The Taliban are also keen to show they can govern a modern nation.
In territory where control is split with the government, the militants ensure teachers and clinic staff show up for work and prod electricity providers to fix power outages.
Jackson said this Taliban “shadow government” exists partly to embarrass corrupt local politicians, but also to exert soft power and demonstrate competence.
“It’s both carrot and stick.
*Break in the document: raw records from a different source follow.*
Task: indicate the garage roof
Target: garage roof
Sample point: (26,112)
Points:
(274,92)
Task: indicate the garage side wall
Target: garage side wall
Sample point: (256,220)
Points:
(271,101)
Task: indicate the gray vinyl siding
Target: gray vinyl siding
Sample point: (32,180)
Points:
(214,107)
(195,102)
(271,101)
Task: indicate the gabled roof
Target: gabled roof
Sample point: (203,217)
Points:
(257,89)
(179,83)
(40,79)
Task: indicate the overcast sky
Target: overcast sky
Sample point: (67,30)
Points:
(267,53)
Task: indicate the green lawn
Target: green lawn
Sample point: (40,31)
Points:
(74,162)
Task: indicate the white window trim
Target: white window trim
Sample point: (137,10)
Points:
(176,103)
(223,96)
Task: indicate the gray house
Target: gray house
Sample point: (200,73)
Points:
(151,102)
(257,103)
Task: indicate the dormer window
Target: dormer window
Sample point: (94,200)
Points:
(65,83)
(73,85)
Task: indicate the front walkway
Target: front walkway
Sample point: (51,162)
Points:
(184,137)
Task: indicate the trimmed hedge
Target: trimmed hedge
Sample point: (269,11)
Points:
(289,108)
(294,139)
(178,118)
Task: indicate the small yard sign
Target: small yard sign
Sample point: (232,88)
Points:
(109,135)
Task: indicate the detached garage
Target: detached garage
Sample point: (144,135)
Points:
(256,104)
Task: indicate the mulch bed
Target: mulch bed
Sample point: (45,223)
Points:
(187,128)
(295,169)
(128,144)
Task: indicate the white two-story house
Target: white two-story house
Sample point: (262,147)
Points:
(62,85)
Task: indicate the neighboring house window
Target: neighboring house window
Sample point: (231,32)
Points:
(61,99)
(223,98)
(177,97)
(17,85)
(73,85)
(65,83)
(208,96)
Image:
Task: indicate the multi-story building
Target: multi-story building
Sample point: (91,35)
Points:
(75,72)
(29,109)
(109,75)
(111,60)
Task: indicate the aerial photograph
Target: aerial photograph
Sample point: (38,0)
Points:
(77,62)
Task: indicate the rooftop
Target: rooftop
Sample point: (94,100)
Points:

I think they realize they have to provide... some tangible benefit,” Jackson said.
Mullah Rauf, a former Taliban commander, said the insurgents had evolved.
“They can’t have a hard-line government anymore. Nowhere in the world do such governments exist,” he told AFP by telephone from Panjwaee, a Taliban district in Kandahar.
As America pushes for a peace deal, many Afghans want to know the Taliban’s intentions once foreign troops leave.
The militants say they do not want to rule by force, but share power with other parties.
Taliban justice is one area “where compromise will be the hardest,” Jackson said.
Ruttig said the militants had not abandoned their ideology, but know “they cannot rule against the population,” and therefore might be open to some compromise.
“But whether that’s good enough for most Afghans — who now have tasted completely different freedoms than what they had under the Taliban — that will be up to the Afghan population,” Ruttig said.